E’ stata rintracciata in un paese del Nord Europa la famiglia del bambino di 5 anni, trovato in ipotermia nascosto su un treno merci sul Brennero nei giorni scorsi. Anthony, originario della Sierra Leone, era stato individuato all’alba del 13 novembre nella zona della frontiera tra Austria e Italia dagli agenti della Polfer. Delle grida provenivano da sotto il pianale di un vagone per il trasporto di autovetture dove era nascosto il piccolo che con sé aveva solo uno zaino con indumenti femminili.  “Per un’ora Anthony ha solo tremato, nonostante fosse già al caldo. Secondo i medici, se l’avessimo trovato 10-15 minuti dopo sarebbe stato troppo tardi”, ha raccontato il comandante della stazione della Polfer Stefano Linossi.

Il bimbo ha raccontato a una mediatrice culturale di aver perso i suoi genitori e la sorellina durante un viaggio in treno. Nelle ore successive ha riconosciuto la sua famiglia su alcune foto segnalate dalle associazioni di volontariato che operano con i migranti. Il procuratore capo del tribunale dei minori Antonella Fava ha spiegato che ancora non è chiaro perché la famiglia si sia divisa: se a causa di una disgrazia o di una svista oppure per volontà dei parenti. La Questura di Bolzano ha già preso contatti con le forze dell’ordine del Paese del nord Europa, nel quale ora si trova la famiglia. Anthony, per il momento, sarà dato in affidamento a Bolzano, mentre il Tribunale dei minori valuterà se la sua famiglia di origine sarà idonea a prendersi ancora cura di lui.

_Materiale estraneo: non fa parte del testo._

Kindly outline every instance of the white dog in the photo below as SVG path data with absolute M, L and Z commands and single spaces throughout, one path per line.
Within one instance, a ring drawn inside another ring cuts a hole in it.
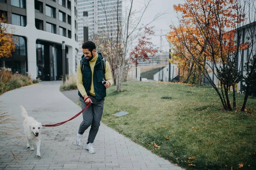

Il governatore altoatesino Arno Kompatscher ha definito  questo un “fatto sconvolgente”  e ha annunciato di aver “subito attivato la task force per analizzare assieme alle forze dell’ordine la situazione lungo la linea del Brennero“. “Il numero di richiedenti asilo nelle ultime settimane è il leggero calo, dobbiamo comunque avere un quadro chiaro della situazione al Brennero”, ha aggiunto. Sul caso è intervenuto anche il ministro degli Interni austriaco Wolfgang Sobotka, che ha comunicato l’entrata in funzione di controlli trilaterali dei treni merci al Brennero. Solo dieci giorni fa infatti si era verificato un caso simile, sempre al valico italo-austriaco: a bordo di un treno merci erano stati trovati dieci migranti, tra loro un bebè di appena sei mesi.